Ochs had a disarming sense of humor; nowhere was it more in evidence than in his mildly subversive “Draft Dodger Rag:” “Yes, think of my career, my sweetheart dear, and my poor old invalid aunt/Besides I ain’t no fool, I’m a-goin’ to school/And I’m working in a DEE-fense plant.”
Count among the many other Phil Ochs songs that have stood the test of time: “There But For Fortune” (given a boost when performed and recorded by Joan Baez), “I Ain’t Marching Any More,” “Changes,” “Crucifixion” (about JFK).
At his best and most focused, Ochs was able to harness his enormous energy to organize large-scale public events. On the evening of May 9, 1974, he managed to persuade such luminaries as Bob Dylan, Pete Seeger and Arlo Guthrie to donate their talents to celebrate the life of Salvadore Allende, 29th president of Chile and one of Ochs’ political heroes, who had lost his life in a military coup on Sept. 11, 1973. The program of song, dance, poetry, drama and political speeches drew a sellout crowd to Madison Square Garden’s Felt Forum. Net proceeds went to Chilean refugees. When Ochs was good, he was very, very good…
But … there was a dark side to Phil Ochs; he lived too often in the city of No. People who knew him best saw that beneath his bravado, beneath his delusions of grandeur, was a fragile young man tormented by indecision, insecurity and stage fright. He had dropped out of Ohio State University not once but twice – the second time with only a semester to go for his degree.

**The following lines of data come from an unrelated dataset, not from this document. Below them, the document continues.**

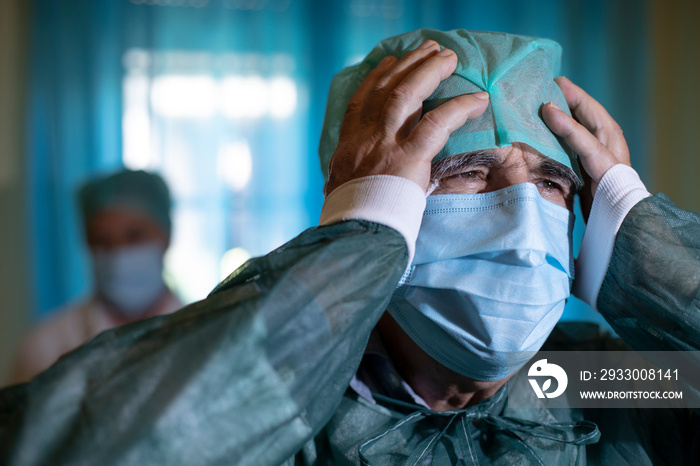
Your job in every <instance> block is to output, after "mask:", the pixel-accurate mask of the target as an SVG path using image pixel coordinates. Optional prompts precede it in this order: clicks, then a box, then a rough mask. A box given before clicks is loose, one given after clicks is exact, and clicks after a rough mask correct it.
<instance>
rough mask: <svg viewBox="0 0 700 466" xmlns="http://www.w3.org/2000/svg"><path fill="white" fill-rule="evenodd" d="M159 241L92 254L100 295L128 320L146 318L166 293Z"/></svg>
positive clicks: (160, 248)
mask: <svg viewBox="0 0 700 466" xmlns="http://www.w3.org/2000/svg"><path fill="white" fill-rule="evenodd" d="M164 254H165V248H164V247H163V245H162V244H161V243H159V242H152V243H151V242H149V243H144V244H138V245H134V246H125V247H121V248H118V249H114V250H109V251H95V252H94V253H93V255H92V260H93V269H94V273H95V284H96V286H97V291H98V293H99V294H100V295H101V296H102V297H103V299H105V300H106V301H107V302H109V303H110V304H111V305H112V308H113V309H114V310H115V311H116V312H118V313H119V314H122V315H123V316H125V317H131V318H133V317H138V316H141V315H143V314H144V313H145V312H147V311H148V310H149V308H150V307H151V306H152V305H153V304H154V303H155V302H156V301H157V300H158V298H159V297H160V296H162V294H163V292H164V291H165V282H164V281H163V256H164Z"/></svg>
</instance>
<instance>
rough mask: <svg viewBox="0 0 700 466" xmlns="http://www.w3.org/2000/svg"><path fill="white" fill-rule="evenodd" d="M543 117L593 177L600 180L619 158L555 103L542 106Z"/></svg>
mask: <svg viewBox="0 0 700 466" xmlns="http://www.w3.org/2000/svg"><path fill="white" fill-rule="evenodd" d="M542 118H543V119H544V122H545V123H546V124H547V126H548V127H549V129H551V130H552V132H553V133H554V134H556V135H558V136H560V137H562V138H563V139H564V141H565V142H566V143H567V144H568V145H569V147H571V149H573V150H574V152H576V153H577V154H579V157H580V159H581V164H582V165H583V168H584V169H585V171H586V173H588V174H589V175H590V176H591V178H592V179H593V180H594V181H596V182H598V181H600V179H601V178H602V177H603V175H604V174H605V172H607V171H608V170H609V169H610V168H611V167H612V166H613V165H615V164H616V163H617V160H616V159H615V157H614V156H613V154H612V153H611V152H610V151H609V150H608V148H607V147H605V145H604V144H603V143H602V142H600V141H599V140H598V138H597V137H595V136H594V135H593V134H591V132H590V131H588V129H586V128H585V127H584V126H583V125H581V124H580V123H579V122H577V121H576V120H574V119H573V118H571V117H570V116H569V115H567V114H566V113H564V112H562V111H561V110H560V109H559V108H558V107H557V106H556V105H555V104H553V103H551V102H550V103H548V104H546V105H545V106H544V107H543V108H542Z"/></svg>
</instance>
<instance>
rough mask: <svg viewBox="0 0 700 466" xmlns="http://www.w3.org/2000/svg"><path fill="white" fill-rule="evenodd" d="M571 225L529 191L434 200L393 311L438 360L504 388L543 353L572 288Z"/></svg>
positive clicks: (570, 221) (551, 206) (547, 202)
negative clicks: (518, 369) (532, 354)
mask: <svg viewBox="0 0 700 466" xmlns="http://www.w3.org/2000/svg"><path fill="white" fill-rule="evenodd" d="M573 223H574V216H573V214H572V213H571V212H570V211H569V210H567V209H565V208H564V207H561V206H558V205H556V204H553V203H551V202H549V201H547V200H545V199H543V198H542V196H541V195H540V194H539V192H538V189H537V187H536V186H535V185H533V184H531V183H522V184H517V185H513V186H510V187H508V188H505V189H501V190H498V191H494V192H490V193H484V194H446V195H435V196H429V197H428V202H427V207H426V210H425V213H424V215H423V223H422V224H421V229H420V232H419V234H418V242H417V244H416V255H415V258H414V261H413V264H412V265H411V266H410V267H409V269H408V270H407V271H406V273H405V274H404V276H403V278H402V279H401V281H400V282H399V286H398V288H397V290H396V292H395V293H394V296H393V297H392V300H391V303H390V305H389V312H390V313H391V315H392V316H393V317H394V319H396V321H397V322H398V323H399V324H400V325H401V327H402V328H403V330H404V331H405V332H406V333H407V334H408V335H409V336H410V337H411V338H412V339H413V341H415V342H416V343H417V344H418V345H419V346H420V347H421V348H422V349H423V350H424V351H425V352H426V353H428V355H430V356H431V357H432V358H433V359H435V360H436V361H438V362H439V363H441V364H442V365H444V366H446V367H448V368H449V369H451V370H453V371H455V372H458V373H460V374H462V375H465V376H467V377H470V378H473V379H476V380H500V379H502V378H504V377H507V376H508V375H510V374H512V373H513V372H515V371H516V370H517V369H519V368H520V367H522V365H524V364H525V363H526V362H527V360H528V358H529V356H530V355H528V354H522V355H521V356H520V358H518V357H517V355H514V354H510V360H509V353H510V352H516V351H537V350H539V349H540V347H541V346H542V344H543V343H544V341H545V339H546V338H547V337H548V336H549V333H550V332H551V330H552V329H553V328H554V325H555V324H556V323H557V321H558V320H559V317H560V316H561V314H562V311H563V310H564V304H565V302H566V299H567V298H568V296H569V294H570V289H571V281H572V280H573V270H574V269H573V252H572V230H573Z"/></svg>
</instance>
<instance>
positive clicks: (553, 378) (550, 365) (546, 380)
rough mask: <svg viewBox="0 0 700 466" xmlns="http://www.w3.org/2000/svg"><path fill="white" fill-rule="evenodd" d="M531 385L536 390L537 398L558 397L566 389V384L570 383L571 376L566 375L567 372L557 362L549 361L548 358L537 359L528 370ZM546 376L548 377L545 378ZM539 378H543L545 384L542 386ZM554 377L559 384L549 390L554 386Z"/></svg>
mask: <svg viewBox="0 0 700 466" xmlns="http://www.w3.org/2000/svg"><path fill="white" fill-rule="evenodd" d="M527 375H528V377H535V378H528V381H529V382H530V385H532V389H533V390H534V391H535V394H536V395H537V398H545V397H546V398H556V397H558V396H559V395H561V394H562V393H564V390H566V386H567V385H568V383H569V378H568V377H567V376H566V372H564V369H562V368H561V367H560V366H557V365H556V364H552V363H548V362H547V360H546V359H540V360H539V361H536V362H535V363H534V364H532V366H530V370H529V371H527ZM545 377H546V378H545ZM538 379H543V382H544V383H543V384H542V386H541V387H540V384H539V382H538ZM552 379H555V380H556V381H557V386H556V389H555V390H554V391H551V392H549V391H548V390H549V389H550V388H552Z"/></svg>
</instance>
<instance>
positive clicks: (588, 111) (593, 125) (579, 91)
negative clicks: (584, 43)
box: [555, 76, 630, 165]
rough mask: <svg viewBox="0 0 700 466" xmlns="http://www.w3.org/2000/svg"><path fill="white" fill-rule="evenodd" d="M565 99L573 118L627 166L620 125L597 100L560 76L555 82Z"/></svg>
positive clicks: (626, 144) (629, 162)
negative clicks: (588, 94)
mask: <svg viewBox="0 0 700 466" xmlns="http://www.w3.org/2000/svg"><path fill="white" fill-rule="evenodd" d="M555 81H556V82H557V84H558V85H559V87H560V88H561V90H562V93H563V94H564V97H565V98H566V102H567V104H568V105H569V108H570V109H571V113H572V114H573V115H574V117H575V118H576V119H577V120H578V121H579V122H580V123H581V124H582V125H583V126H584V127H586V128H587V129H588V130H589V131H590V132H591V133H593V134H594V135H595V136H596V137H597V138H598V140H600V142H601V143H603V145H605V146H606V147H607V148H608V149H609V150H610V151H611V152H612V153H613V155H615V157H616V158H617V159H618V161H619V162H621V163H626V164H627V165H629V163H630V162H629V149H628V148H627V141H626V140H625V138H624V135H623V134H622V129H621V128H620V125H618V124H617V122H616V121H615V120H614V119H613V117H612V116H610V114H609V113H608V111H607V110H606V109H605V107H603V106H602V105H601V104H600V103H599V102H598V101H597V100H595V99H594V98H593V97H591V96H590V95H588V94H587V93H586V91H584V90H583V89H581V88H580V87H578V86H577V85H576V84H574V83H573V82H571V81H570V80H569V79H568V78H566V77H564V76H560V77H559V78H557V79H556V80H555Z"/></svg>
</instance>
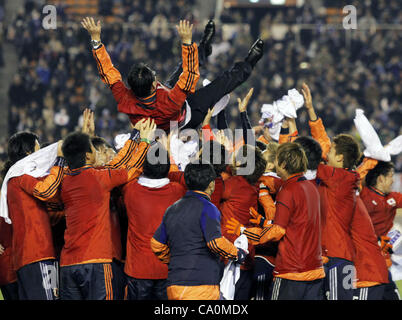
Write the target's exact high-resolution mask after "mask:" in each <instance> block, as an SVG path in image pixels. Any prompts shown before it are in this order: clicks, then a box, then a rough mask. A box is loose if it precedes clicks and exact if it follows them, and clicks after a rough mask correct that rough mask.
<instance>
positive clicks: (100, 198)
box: [60, 120, 156, 300]
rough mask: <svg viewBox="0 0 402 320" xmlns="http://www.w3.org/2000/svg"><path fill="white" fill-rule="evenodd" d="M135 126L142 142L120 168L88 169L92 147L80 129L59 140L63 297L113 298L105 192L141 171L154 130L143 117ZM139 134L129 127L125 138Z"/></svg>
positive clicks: (140, 142)
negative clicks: (64, 176) (62, 181)
mask: <svg viewBox="0 0 402 320" xmlns="http://www.w3.org/2000/svg"><path fill="white" fill-rule="evenodd" d="M137 126H138V127H137ZM136 127H137V128H138V129H139V130H140V132H141V139H142V141H141V142H140V143H138V142H136V143H135V145H134V146H133V148H130V149H131V152H130V153H129V154H128V155H127V156H126V157H125V158H127V157H129V158H130V160H129V162H128V163H127V166H126V168H124V169H113V168H106V169H95V168H93V167H92V165H93V164H94V163H95V161H96V151H95V149H94V147H93V146H92V144H91V141H90V138H89V136H88V135H86V134H84V133H73V134H71V135H69V136H68V137H67V138H66V139H65V141H64V143H63V153H64V154H65V157H66V160H67V163H68V166H69V170H68V171H67V172H66V175H65V177H64V180H63V185H62V188H61V199H62V201H63V203H64V207H65V213H66V224H67V228H66V231H65V235H64V239H65V244H64V247H63V250H62V253H61V258H60V266H61V270H60V295H61V298H62V299H66V300H69V299H73V300H80V299H106V300H112V299H114V298H115V296H116V294H115V290H116V279H115V278H114V275H113V270H112V260H113V257H114V255H115V248H114V246H113V245H112V225H111V219H110V207H109V201H110V191H111V190H112V189H113V188H115V187H116V186H119V185H123V184H125V183H127V182H129V181H131V180H132V179H134V178H136V177H138V176H139V175H140V174H141V168H142V164H143V162H144V158H145V155H146V152H147V150H148V148H149V143H150V141H149V139H150V138H151V137H152V135H153V134H154V130H155V128H156V126H155V124H154V123H153V122H152V124H150V122H149V121H148V120H147V121H145V123H144V122H142V121H141V122H140V123H138V124H137V125H136ZM138 138H139V132H138V130H136V129H134V130H133V133H132V135H131V137H130V140H133V141H136V140H138ZM130 144H131V143H130ZM121 161H124V160H123V159H121Z"/></svg>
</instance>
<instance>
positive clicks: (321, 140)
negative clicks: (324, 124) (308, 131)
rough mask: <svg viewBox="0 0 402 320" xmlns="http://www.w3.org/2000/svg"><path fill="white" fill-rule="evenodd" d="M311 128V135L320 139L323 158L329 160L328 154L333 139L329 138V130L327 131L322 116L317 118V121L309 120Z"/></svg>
mask: <svg viewBox="0 0 402 320" xmlns="http://www.w3.org/2000/svg"><path fill="white" fill-rule="evenodd" d="M308 124H309V126H310V130H311V136H312V137H313V138H314V139H315V140H317V141H318V143H319V144H320V146H321V149H322V158H323V159H325V160H327V154H328V152H329V149H330V148H331V140H330V139H329V137H328V135H327V132H326V131H325V127H324V124H323V123H322V119H321V118H317V120H316V121H311V120H310V121H309V122H308Z"/></svg>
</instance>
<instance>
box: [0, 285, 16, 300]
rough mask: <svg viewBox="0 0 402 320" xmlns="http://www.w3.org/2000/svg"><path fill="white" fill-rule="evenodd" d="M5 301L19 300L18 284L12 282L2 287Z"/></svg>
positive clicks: (2, 290) (2, 291) (2, 286)
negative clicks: (18, 292) (11, 282)
mask: <svg viewBox="0 0 402 320" xmlns="http://www.w3.org/2000/svg"><path fill="white" fill-rule="evenodd" d="M0 290H1V293H2V294H3V298H4V300H18V283H17V282H12V283H9V284H6V285H4V286H1V287H0Z"/></svg>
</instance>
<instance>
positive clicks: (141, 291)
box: [125, 276, 168, 300]
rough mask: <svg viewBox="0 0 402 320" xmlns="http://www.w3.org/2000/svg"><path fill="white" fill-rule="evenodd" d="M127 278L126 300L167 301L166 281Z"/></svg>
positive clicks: (165, 279)
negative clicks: (146, 300) (164, 300)
mask: <svg viewBox="0 0 402 320" xmlns="http://www.w3.org/2000/svg"><path fill="white" fill-rule="evenodd" d="M126 277H127V285H126V297H125V299H126V300H168V297H167V291H166V284H167V280H166V279H136V278H132V277H129V276H126Z"/></svg>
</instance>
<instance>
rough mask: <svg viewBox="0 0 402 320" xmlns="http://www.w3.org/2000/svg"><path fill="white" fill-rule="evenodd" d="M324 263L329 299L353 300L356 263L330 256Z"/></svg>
mask: <svg viewBox="0 0 402 320" xmlns="http://www.w3.org/2000/svg"><path fill="white" fill-rule="evenodd" d="M328 259H329V261H328V262H327V263H326V264H325V265H324V270H325V286H324V288H325V294H326V297H327V300H353V292H354V288H353V279H354V277H355V274H354V270H355V269H354V264H353V262H351V261H348V260H345V259H341V258H333V257H328Z"/></svg>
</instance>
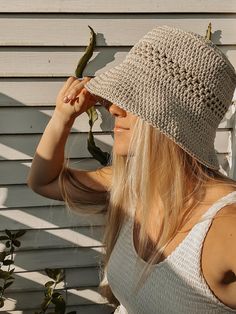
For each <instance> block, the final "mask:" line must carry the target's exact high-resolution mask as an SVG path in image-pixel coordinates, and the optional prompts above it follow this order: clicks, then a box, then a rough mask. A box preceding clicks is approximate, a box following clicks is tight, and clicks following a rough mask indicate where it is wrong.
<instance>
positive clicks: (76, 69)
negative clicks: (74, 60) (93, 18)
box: [75, 25, 96, 78]
mask: <svg viewBox="0 0 236 314" xmlns="http://www.w3.org/2000/svg"><path fill="white" fill-rule="evenodd" d="M88 27H89V28H90V33H91V37H90V41H89V44H88V46H87V48H86V50H85V53H84V55H83V56H82V57H81V58H80V60H79V62H78V65H77V67H76V70H75V76H76V77H78V78H80V77H82V75H83V71H84V68H85V67H86V65H87V63H88V60H89V59H90V58H91V57H92V55H93V50H94V47H95V45H96V34H95V32H94V30H93V29H92V27H90V26H89V25H88Z"/></svg>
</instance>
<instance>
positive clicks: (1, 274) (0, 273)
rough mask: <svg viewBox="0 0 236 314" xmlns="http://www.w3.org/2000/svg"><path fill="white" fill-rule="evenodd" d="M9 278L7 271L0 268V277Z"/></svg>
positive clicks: (1, 277)
mask: <svg viewBox="0 0 236 314" xmlns="http://www.w3.org/2000/svg"><path fill="white" fill-rule="evenodd" d="M8 278H9V272H8V271H4V270H2V269H0V279H4V280H7V279H8Z"/></svg>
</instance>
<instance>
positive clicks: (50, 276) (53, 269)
mask: <svg viewBox="0 0 236 314" xmlns="http://www.w3.org/2000/svg"><path fill="white" fill-rule="evenodd" d="M45 272H46V274H47V275H48V277H49V278H51V279H52V280H49V281H47V282H46V283H45V285H44V286H45V291H44V300H43V302H42V303H41V310H40V312H35V314H45V313H47V310H48V307H49V305H50V304H54V312H49V313H48V314H64V313H65V311H66V303H65V300H64V298H63V296H62V294H61V293H59V292H58V291H55V288H56V286H57V285H58V284H59V283H60V282H62V281H63V280H64V278H65V272H64V270H63V269H57V268H55V269H52V268H45ZM67 314H76V312H75V311H73V312H69V313H67Z"/></svg>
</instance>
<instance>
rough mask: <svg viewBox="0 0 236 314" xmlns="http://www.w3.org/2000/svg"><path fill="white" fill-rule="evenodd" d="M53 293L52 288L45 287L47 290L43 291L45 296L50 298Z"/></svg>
mask: <svg viewBox="0 0 236 314" xmlns="http://www.w3.org/2000/svg"><path fill="white" fill-rule="evenodd" d="M52 293H53V288H50V287H47V290H46V291H45V292H44V294H45V297H47V298H51V297H52Z"/></svg>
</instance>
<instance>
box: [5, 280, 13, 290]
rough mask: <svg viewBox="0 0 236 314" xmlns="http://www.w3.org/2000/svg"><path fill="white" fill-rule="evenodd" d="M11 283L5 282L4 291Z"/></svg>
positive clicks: (11, 281)
mask: <svg viewBox="0 0 236 314" xmlns="http://www.w3.org/2000/svg"><path fill="white" fill-rule="evenodd" d="M13 282H14V281H9V282H6V283H5V285H4V289H7V288H8V287H10V286H11V285H12V284H13Z"/></svg>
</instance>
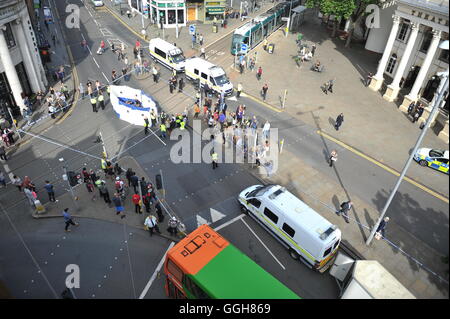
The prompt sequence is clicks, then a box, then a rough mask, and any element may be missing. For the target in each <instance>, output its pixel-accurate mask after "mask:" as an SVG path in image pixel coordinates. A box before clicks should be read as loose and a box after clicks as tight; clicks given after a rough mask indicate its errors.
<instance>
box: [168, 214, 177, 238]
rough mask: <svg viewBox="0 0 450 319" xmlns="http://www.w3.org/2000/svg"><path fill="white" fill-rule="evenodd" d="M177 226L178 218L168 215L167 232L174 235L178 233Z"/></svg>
mask: <svg viewBox="0 0 450 319" xmlns="http://www.w3.org/2000/svg"><path fill="white" fill-rule="evenodd" d="M177 228H178V220H177V219H176V217H175V216H172V217H170V219H169V221H168V227H167V231H168V232H169V234H170V235H172V236H176V235H177V233H178V229H177Z"/></svg>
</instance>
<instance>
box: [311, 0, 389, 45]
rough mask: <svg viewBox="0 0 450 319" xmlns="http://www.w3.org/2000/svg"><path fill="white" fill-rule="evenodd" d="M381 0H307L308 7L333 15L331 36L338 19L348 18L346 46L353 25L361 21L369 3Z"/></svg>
mask: <svg viewBox="0 0 450 319" xmlns="http://www.w3.org/2000/svg"><path fill="white" fill-rule="evenodd" d="M380 2H382V0H307V1H306V6H307V7H308V8H319V10H320V12H322V13H323V14H325V15H334V16H335V20H334V24H333V33H332V35H331V36H332V37H335V36H336V31H337V24H338V21H339V20H340V19H346V20H347V19H349V20H350V26H349V31H348V37H347V42H346V43H345V46H346V47H348V46H349V45H350V43H351V39H352V36H353V32H354V30H355V26H356V25H357V24H358V23H359V22H360V21H361V18H362V17H363V16H364V15H365V14H366V8H367V6H368V5H370V4H377V5H378V4H379V3H380Z"/></svg>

Both of his biographers agree that Ochs could never get enough love or approval. He treated his wife, his daughter and the other women who came and went in his life as appendages to his career – sometimes useful, often in the way. He was a performer who knew how to make love to his audience, but his overweening narcissism and inconsiderateness rendered him unable to experience the tangled but richly rewarding bonds of one-on-one intimacy.
The last year or two of Ochs’ life (as he exhibited increasingly worrisome signs of physical and mental deterioration resulting from his untreated manic-depression and deepening alcoholism), were a nightmare for Ochs and for those who tried to help him; drunk and violent most of the time, he was a menace to himself and to others. By the end of June 1975, Ochs seemed to have made a break with his psychic identity and adopted the persona of John Butler Train. As his biographer Michael Shumacher puts it: “With his huge pot belly, filthy clothes, confrontational attitude and arsenal of strange weapons, Train could not have been more different from the Phil Ochs of the sixties. Train was Mr. Hyde on the loose – a tortured, violent being incapable of freeing the Dr. Jekyll trapped inside.” By now Ochs/Train was walking through the valley of the shadow of death.
There was a man; he is no more. Phil Ochs died before his time. Because he cut off his life in the middle, we will never hear the words and the melodies that might have been.